In the Angolan War, the Caprivi Strip was a remote frontier where young South Africans trained for the bush war raging north of the border and fought alongside die-hard colonels resisting the tide of history in that complex conflagration. The lumpy track from the airstrip to Nambwe Safari Camp winds through a forest of Zambian teak whose profuse blooming distracts one from a few concrete pylons, empty brick foundations, steps to nowhere, a small monument without a plaque and a hilltop observation platform overlooking the green meanders of the Kwando River floodplain. This was once Fort Doppies, a remote military outpost on a hill where soldiers trained in bush war tactics, tracking, and survival skills. The name was coined by recruits who observed a vervet monkey that would sneak in to steal spent cartridges (called doppies in Afrikaans). In time, the camp adopted a male lion cub, Terry (or Teddy by some accounts). After he grew into an adult, he alternated roaming the bush with visiting the camp to socialize with the soldiers. Pictures show him swimming with soldiers, getting out of a helicopter and generally acting like one of the boys. Most disconcerting, he would sometimes come into the huts in the middle of the night, plunk his full weight on top of a soldier and fall asleep as the soldier screamed for help.
Fort Doppies was abandoned in 1990 when Namibia gained independence, and the area is now prime safari country with camps and lodges where the well-heeled and adventurous hope for face-to-face encounters with lions and hippos, or perhaps, with luck, get a glimpse of a leopard. Were Terry the Lion to wish to share their nocturnal bed, they might die of fright.
Soldiers no longer scan the Kwando flood plain for insurgents, and no longer receive tracking instructions from diminutive Sani bushmen wearing army uniforms specially made to their size.

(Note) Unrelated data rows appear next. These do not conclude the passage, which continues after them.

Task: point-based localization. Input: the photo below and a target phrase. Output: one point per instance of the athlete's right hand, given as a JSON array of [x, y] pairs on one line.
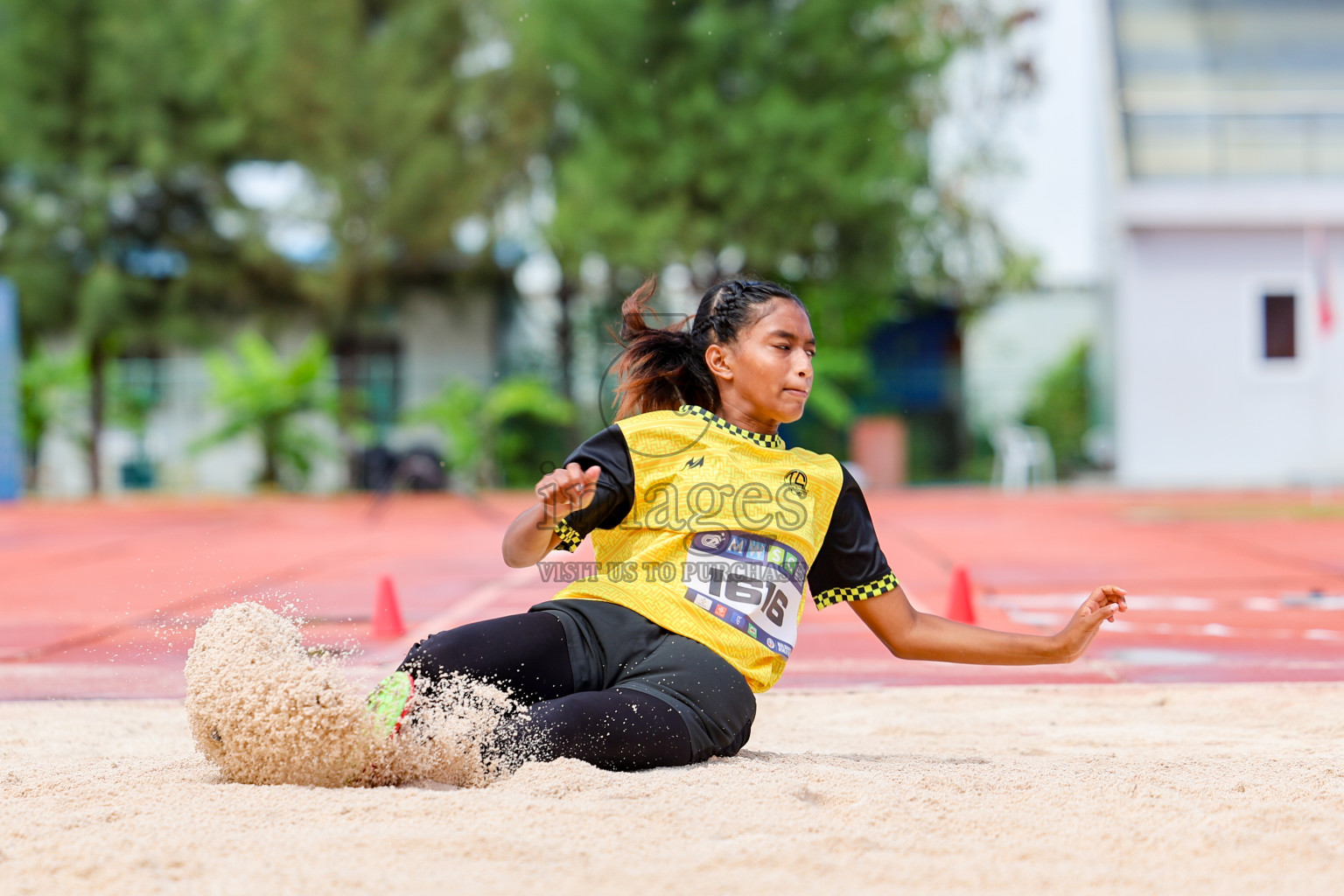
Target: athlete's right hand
[[567, 489]]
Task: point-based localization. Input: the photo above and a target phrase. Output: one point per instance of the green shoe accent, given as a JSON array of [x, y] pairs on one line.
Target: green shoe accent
[[391, 700]]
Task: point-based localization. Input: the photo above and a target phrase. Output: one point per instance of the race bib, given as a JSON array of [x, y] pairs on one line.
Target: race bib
[[750, 582]]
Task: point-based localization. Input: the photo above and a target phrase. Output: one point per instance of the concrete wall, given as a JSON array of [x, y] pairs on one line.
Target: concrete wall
[[1196, 402]]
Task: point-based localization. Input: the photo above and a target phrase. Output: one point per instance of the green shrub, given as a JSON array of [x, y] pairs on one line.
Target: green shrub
[[265, 396], [501, 436]]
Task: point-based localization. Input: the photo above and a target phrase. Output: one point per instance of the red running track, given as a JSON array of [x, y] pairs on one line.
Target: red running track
[[102, 598]]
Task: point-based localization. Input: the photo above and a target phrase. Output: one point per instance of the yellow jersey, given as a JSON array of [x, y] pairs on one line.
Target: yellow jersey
[[714, 532]]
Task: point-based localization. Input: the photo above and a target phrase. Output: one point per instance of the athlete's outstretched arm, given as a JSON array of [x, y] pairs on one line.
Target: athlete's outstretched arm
[[920, 635], [561, 492]]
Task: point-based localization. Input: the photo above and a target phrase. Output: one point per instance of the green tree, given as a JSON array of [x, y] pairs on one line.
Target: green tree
[[503, 434], [1062, 406], [794, 132], [117, 121], [273, 401]]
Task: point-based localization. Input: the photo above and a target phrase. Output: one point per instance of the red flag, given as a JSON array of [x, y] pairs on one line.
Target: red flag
[[1321, 261]]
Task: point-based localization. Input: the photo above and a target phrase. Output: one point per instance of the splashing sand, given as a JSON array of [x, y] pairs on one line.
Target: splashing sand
[[265, 712]]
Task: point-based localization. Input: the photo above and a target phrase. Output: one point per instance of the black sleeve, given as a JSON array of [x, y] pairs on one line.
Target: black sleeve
[[614, 486], [850, 564]]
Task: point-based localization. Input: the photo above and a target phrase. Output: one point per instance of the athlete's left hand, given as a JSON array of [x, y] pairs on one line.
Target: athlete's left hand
[[567, 489], [1100, 606]]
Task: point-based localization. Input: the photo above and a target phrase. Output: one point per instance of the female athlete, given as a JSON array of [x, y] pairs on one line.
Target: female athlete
[[706, 531]]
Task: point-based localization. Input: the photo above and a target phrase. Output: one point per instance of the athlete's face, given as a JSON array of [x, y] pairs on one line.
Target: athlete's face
[[765, 376]]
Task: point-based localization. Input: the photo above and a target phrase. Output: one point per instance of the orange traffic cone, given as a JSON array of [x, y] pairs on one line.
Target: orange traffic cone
[[388, 615], [960, 605]]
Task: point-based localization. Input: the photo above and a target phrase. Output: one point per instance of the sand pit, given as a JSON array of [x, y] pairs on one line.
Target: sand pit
[[1108, 788], [263, 710]]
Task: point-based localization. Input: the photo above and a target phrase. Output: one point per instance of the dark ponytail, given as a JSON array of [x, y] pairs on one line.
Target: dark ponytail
[[663, 368]]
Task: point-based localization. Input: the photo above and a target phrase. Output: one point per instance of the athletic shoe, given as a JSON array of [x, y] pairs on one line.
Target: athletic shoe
[[391, 702]]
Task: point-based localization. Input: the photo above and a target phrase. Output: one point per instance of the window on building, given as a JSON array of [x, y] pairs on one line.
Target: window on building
[[368, 373], [1231, 88], [1280, 326]]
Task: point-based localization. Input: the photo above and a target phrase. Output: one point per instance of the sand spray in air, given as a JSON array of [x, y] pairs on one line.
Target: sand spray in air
[[266, 712]]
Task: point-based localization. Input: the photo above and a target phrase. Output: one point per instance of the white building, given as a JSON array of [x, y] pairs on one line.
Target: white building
[[1183, 180]]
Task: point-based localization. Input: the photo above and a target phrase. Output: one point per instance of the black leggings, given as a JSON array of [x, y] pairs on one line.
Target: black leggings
[[528, 655]]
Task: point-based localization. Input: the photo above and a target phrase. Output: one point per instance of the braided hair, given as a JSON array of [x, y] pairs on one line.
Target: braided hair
[[663, 368]]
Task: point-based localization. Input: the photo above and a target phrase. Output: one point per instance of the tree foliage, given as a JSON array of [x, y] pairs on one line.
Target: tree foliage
[[413, 115], [273, 401], [792, 130]]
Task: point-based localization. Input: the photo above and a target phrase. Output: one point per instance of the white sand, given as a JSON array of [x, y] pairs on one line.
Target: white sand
[[1118, 788], [266, 712]]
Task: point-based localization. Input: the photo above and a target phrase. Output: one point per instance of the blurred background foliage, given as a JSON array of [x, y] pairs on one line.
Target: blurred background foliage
[[1062, 409], [277, 402], [506, 434], [782, 137]]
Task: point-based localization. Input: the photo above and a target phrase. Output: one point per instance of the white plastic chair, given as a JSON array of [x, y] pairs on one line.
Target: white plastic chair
[[1023, 457]]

But the forest of Zambian teak still flowers profusely every summer, offering millions of flowers to pollinators in hopes of producing a handful of seed pods that, when ripe, explode to scatter the seeds. All this so that in a century or two of its life, the average tree, with luck, will produce one survivor, its own replacement.
Back when it was still called Rhodesian teak, these trees were hewn into millions of railroad ties that brought rail travel to much of southern Africa. It is a beautiful, dark wood, so hard and rot resistant that after a century in the ground in the company of termites, the old ties now sell for much more than they did when fresh. Working the wood can be trying, for it dulls blades fast, and the sawdust is irritating to the nose, but the effort and aggravation are rewarded with a dark, glowing polish even without varnish.
I sometimes wonder if the soldiers at Fort Doppies knew the beauty of this wood or knew that it undergirded southern African railroads. Their remote military posting suggested a familiarity with the outdoors, perhaps by way of farming or even wilderness, perhaps by way of hunting, for how else could they have been expected to be useful in this bush war. But I like to think that when the trees were in full and fragrant bloom as we saw them, some of the soldiers momentarily forgot why they were there, and simply delighted in the spectacle of an entire woodland flowering at once.
A fascinating reminiscence. Your telling transports the reader back to the place and its curious history.
interesting how the vocabularies of groups, causes, interests evolve over time. you do the terminology dance very well. and great descriptions - did you manage to take a little of the teak home with you for making a tiny sylvan work of art?